I am a postdoctoral researcher in the group of Steffen Müller at the University of Groningen, Netherlands.

### Research interests

I am interested in arithmetic geometry, specifically the use of fundamental groups to study rational and integral points of schemes. The Chabauty–Kim method, while rooted in deep considerations about the motivic fundamental group and still being largely conjectural, has nevertheless proved very successful in explicitly solving polynomial equations in recent years. I am exploring both the theoretical and practical aspects of the method, in particular in the setting of S-integral points on affine hyperbolic curves. What I find exciting about this line of research is that deep ideas from geometry can be used to solve very concrete problems from number theory.

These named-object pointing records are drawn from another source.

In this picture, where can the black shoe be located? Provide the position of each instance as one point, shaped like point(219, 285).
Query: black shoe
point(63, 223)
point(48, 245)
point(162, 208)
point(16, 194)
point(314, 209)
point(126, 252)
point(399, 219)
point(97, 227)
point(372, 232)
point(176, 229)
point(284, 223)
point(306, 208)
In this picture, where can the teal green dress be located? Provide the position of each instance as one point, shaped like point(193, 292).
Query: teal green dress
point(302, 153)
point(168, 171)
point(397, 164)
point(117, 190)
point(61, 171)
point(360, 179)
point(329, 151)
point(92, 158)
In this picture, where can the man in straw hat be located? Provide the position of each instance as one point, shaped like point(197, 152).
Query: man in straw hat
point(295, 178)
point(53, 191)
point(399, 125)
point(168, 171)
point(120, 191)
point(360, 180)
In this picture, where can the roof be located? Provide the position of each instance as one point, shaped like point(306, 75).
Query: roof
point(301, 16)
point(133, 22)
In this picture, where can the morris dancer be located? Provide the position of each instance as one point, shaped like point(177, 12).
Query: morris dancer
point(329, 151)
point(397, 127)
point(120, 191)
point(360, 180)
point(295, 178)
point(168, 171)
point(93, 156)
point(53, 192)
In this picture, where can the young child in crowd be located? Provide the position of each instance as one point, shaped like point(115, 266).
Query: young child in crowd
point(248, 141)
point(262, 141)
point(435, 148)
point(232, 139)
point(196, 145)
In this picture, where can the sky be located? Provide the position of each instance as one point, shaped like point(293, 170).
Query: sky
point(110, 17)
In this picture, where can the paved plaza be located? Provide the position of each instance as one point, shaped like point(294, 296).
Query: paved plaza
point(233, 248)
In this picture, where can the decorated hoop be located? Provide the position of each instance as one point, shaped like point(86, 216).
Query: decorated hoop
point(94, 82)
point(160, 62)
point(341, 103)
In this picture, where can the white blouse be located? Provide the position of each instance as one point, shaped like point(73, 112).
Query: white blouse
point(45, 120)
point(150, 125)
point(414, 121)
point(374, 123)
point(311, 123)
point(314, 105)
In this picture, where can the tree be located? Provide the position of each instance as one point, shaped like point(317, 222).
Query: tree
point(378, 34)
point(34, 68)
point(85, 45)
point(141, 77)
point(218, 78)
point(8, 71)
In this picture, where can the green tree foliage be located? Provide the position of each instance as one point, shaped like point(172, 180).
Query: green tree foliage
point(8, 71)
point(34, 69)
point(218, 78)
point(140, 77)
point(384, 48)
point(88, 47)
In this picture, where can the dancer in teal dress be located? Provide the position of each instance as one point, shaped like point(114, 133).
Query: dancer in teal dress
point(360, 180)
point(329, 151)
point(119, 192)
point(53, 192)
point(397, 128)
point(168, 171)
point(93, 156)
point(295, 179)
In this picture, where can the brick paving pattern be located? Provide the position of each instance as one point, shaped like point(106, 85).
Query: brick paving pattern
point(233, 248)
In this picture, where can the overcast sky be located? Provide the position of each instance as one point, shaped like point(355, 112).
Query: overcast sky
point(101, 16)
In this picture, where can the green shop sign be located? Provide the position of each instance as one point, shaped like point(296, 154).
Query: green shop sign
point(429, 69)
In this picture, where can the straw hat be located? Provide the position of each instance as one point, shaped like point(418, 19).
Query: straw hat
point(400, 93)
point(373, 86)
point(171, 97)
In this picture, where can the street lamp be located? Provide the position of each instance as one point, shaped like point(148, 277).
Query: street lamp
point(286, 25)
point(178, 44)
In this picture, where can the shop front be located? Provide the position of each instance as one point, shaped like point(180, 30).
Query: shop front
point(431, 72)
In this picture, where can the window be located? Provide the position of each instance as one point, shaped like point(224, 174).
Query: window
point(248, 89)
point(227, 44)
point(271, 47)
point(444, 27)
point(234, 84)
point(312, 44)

I am moreover interested in Grothendieck’s conjectures on anabelian geometry which he formulated in his letter to Faltings. There, the Section Conjecture predicts a description of rational points purely in terms of étale fundamental groups. Recently, with A. Betts and T. Kumpitsch, we could prove a precise relation between the Section Conjecture and the Chabauty–Kim method which brings the conjecture closer to the realm of explicit calculations.

### Keywords

Chabauty–Kim method, section conjecture, arithmetic fundamental group, rational points

### Recent research

• When applying the Chabauty–Kim method to study S-integral points on affine hyperbolic curves, a refined version of the method due to A. Betts and N. Dogra often gives stronger results. The first explicit calculations using this method were carried out by our project group at the 2020 Arizona Winter School. We could solve the S-unit equation in cases where S contains 2 primes (see here for the paper and here for the Sage code). However, these calculations in depth 2 were insufficient to verify Kim’s conjecture for S = {2,3} for any choice of auxiliary prime p. Recently, I derived new Kim functions for the Chabauty–Kim locus in depth 4 and used them to verify Kim’s conjecture for S = {2,3} for all p < 10,000. The preprint is here and the accompanying Sage code is here.

• With D. Corwin and I. Dan-Cohen, we are developing and applying the mixed Tate motivic Chabauty–Kim method for the thrice-punctured line beyond the polylogarithmic quotient of the fundamental group. We obtain new constraints on Chabauty–Kim loci by using functions involving p-adic multiple polylogarithms (rather than just single polylogarithms). The preprint will be available soon.

• Kim’s conjecture predicts that the set of p-adic points produced by the Chabauty–Kim method agrees precisely with the set of S-integral points of the curve. With A. Betts and T. Kumpitsch we showed that one can prove the “locally geometric” version of Grothendieck’s Section Conjecture by verifying Kim’s conjecture for almost all choices of p. We successfully carried this out for Z[1/2]-integral points on the thrice-punctured line, thereby obtaining the first example of a curve where Kim’s conjecture is proved for infinitely many choices of p. The preprint is here.

• For a smooth projective hyperbolic curve the classical Chabauty method applies whenever the rank-genus inequality g – r > 0 holds; the quadratic Chabauty method applies whenever g – r + ρ – 1 > 0 holds. With J. S. Müller and M. Leonhardt we determined the analogous inequalities for S-integral points on affine hyperbolic curves. We also obtain bounds on the number of S-integral points whenever these inequalities are satisfied. The paper is here.

• The p-adic section conjecture for a smooth projective curve X over a finite extension K of Qp predicts that every section of the fundamental exact sequence is induced by a K-rational point. Previously, only the birational variant, where X is replaced by its generic point, was known. In my dissertation I extended this result to larger localisations of X. The dissertation is here.